Like Love and Bullets' scriptwriting, its actors are deep in talent but underutilized. Charles Bronson gives the only decent performance, simply because he's the lead actor and has more to work with. Ireland portrays a blonde, Southern bubblehead who dons wigs and passes her time by making dolls; her character is grating and as a fan of Ireland, I resent the fact that she is made so unlikable in this film. Ireland also falls conveniently in love with Bronson during the movie's second half and it doesn't look very convincing. Rod Steiger bombs as a stuttering Mafioso, rarely talking below a yell and undergoing his grammar school audition for 'The Untouchables.' Henry Silva and Paul Koslo play decent smaller roles but never supply enough menace for a viewer to care about them.
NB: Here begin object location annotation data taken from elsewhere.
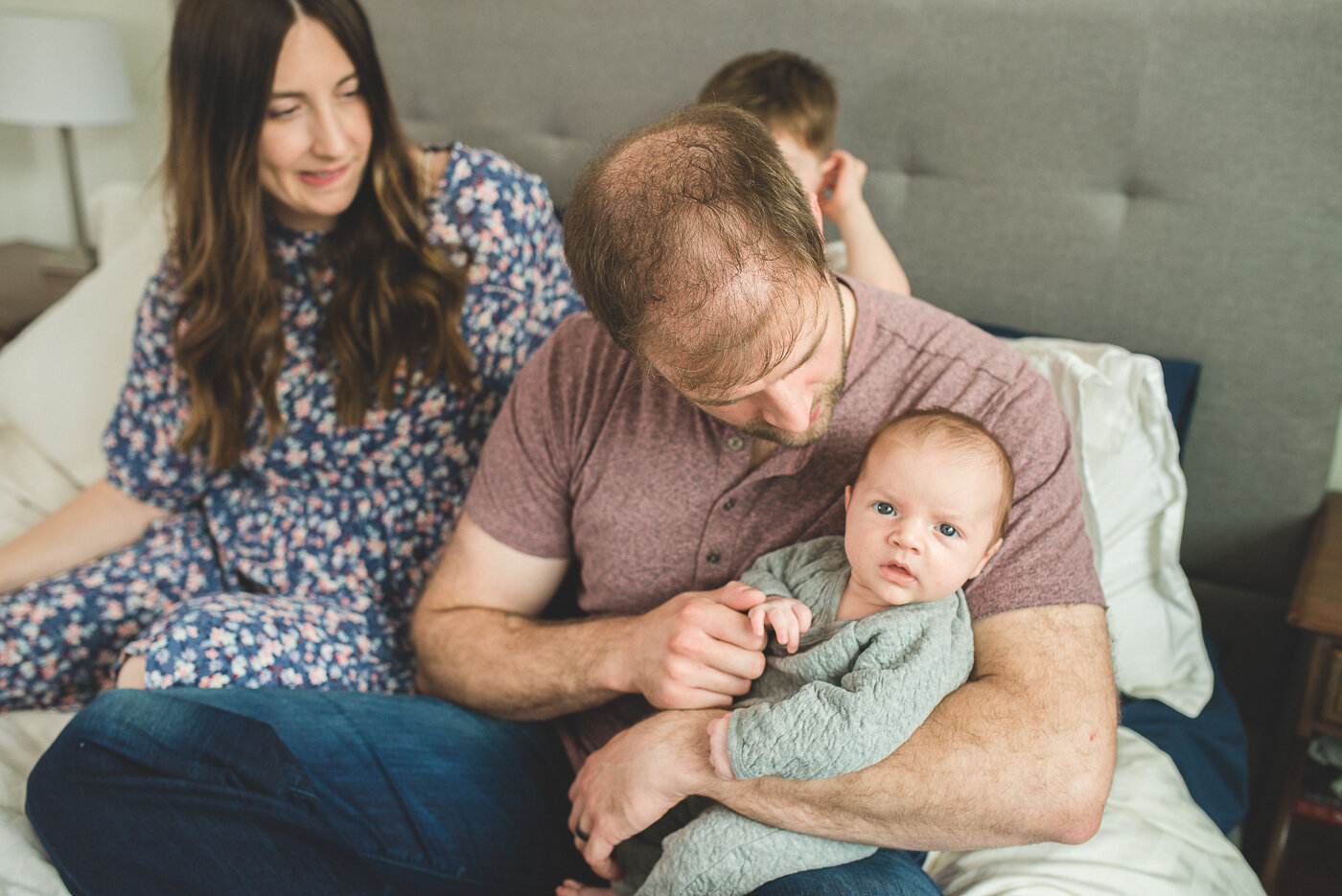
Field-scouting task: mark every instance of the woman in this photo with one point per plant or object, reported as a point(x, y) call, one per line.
point(312, 375)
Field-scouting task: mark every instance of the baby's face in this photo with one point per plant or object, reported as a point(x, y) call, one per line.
point(922, 520)
point(802, 161)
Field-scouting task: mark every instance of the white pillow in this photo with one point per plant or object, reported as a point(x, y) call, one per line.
point(1127, 456)
point(60, 378)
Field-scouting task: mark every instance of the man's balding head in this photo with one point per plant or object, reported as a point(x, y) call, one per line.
point(695, 247)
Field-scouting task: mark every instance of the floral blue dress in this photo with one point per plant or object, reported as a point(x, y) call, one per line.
point(299, 564)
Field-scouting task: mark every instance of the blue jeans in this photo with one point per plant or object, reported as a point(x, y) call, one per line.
point(326, 793)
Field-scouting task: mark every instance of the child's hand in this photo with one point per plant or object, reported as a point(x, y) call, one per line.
point(843, 177)
point(718, 747)
point(789, 620)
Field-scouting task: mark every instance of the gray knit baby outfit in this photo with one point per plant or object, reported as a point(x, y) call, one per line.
point(852, 692)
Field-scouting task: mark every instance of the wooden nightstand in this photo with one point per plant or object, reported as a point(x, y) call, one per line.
point(1304, 855)
point(26, 290)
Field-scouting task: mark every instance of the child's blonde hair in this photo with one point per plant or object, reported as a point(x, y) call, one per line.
point(784, 90)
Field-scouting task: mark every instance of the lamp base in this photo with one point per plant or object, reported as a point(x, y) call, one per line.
point(74, 262)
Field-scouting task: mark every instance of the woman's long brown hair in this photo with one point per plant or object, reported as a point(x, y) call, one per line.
point(398, 301)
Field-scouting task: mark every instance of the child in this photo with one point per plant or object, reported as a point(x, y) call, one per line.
point(871, 630)
point(796, 100)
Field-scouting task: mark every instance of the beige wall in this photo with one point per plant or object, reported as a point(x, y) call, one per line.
point(33, 196)
point(34, 203)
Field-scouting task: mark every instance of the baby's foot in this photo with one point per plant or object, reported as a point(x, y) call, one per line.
point(574, 888)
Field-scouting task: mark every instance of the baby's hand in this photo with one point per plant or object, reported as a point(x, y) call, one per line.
point(845, 176)
point(789, 620)
point(718, 747)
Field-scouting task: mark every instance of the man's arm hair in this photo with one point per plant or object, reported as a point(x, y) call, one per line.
point(479, 644)
point(1022, 752)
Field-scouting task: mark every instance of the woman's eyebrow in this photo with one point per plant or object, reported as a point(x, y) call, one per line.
point(299, 94)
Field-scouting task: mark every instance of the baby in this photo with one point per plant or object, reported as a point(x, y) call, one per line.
point(796, 100)
point(871, 632)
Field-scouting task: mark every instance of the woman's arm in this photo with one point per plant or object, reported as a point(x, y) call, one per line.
point(98, 519)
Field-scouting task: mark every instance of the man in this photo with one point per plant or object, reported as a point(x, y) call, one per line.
point(714, 415)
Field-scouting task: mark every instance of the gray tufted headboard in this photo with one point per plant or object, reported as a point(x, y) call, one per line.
point(1165, 174)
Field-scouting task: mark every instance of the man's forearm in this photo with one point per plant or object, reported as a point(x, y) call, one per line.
point(550, 668)
point(997, 762)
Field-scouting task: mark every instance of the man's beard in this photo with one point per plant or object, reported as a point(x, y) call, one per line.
point(827, 400)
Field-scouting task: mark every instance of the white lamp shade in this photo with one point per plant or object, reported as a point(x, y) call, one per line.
point(62, 70)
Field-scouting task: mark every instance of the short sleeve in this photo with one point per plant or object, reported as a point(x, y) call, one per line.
point(141, 440)
point(1046, 557)
point(521, 494)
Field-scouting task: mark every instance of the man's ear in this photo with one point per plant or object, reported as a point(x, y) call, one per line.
point(986, 557)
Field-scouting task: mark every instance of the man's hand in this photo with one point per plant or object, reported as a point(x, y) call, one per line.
point(845, 176)
point(634, 779)
point(788, 617)
point(695, 651)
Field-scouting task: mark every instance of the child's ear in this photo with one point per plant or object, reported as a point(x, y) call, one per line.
point(815, 212)
point(988, 556)
point(829, 164)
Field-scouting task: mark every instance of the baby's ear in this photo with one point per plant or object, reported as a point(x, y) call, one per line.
point(988, 556)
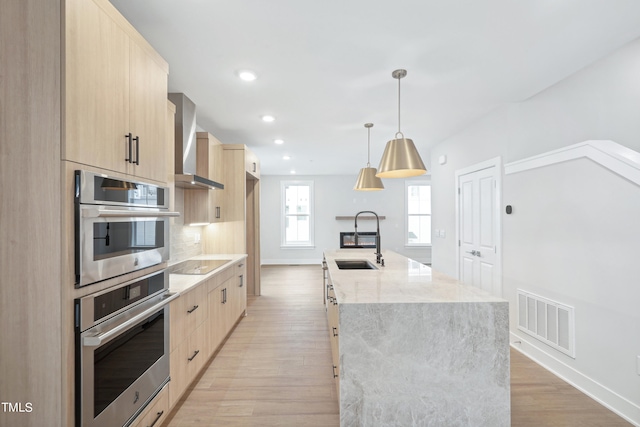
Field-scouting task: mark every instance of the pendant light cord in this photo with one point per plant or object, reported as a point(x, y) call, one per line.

The only element that truly stands out is breathtaking photography by Fred Koenekamp and Anthony Richmond, which captures the Swiss Alps' enveloping qualities. Lalo Schifrin, known for his sleek music throughout the 1970s, disposes of 'wakka-chicka' and uses a more conventional style that is pleasing, but at times mushy.
While Bronson is very likable, 'Love and Bullets' feels like a project that was abandoned before ending up in ITC's hands as a last resort. Compared to other gems like 'Death Wish,' 'The Mechanic,' 'Hard Times,' and 'Breakout,' 'Love and Bullets' easily ranks as one of Bronson's more forgettable credits. Bronson, unfortunately, would step down from these glossier projects to begin his run at the Cannon Group, starring in workmanlike films like 'Death Wish II,' '10 to Midnight,' and 'Murphy's Law.' Jill Ireland maintained her presence in Bronson's films until dying of cancer in 1990. Stuart Rosenberg later directed the Robert Redford vehicle 'Brubaker' in 1980 and 'My Heroes Have Always Been Cowboys' in 1991.
At the moment, 'Love and Bullets' is only available in VHS copy on the Internet and, considering its dubious place on Bronson's résumé, may take a while to reach DVD. CBS/FOX Video retailed a VHS tape with good color and mediocre sound in 1989. The 'big box' presentation ruins all of the scenery that was intended for theaters, but these same images can be seen in a travel guide or by hopping on a plane to Europe. Unless you're a Bronson die-hard or admire his relationship with Jill Ireland, 'Love and Bullets' is a negligible film that only deserves a rare showing on late-night TV.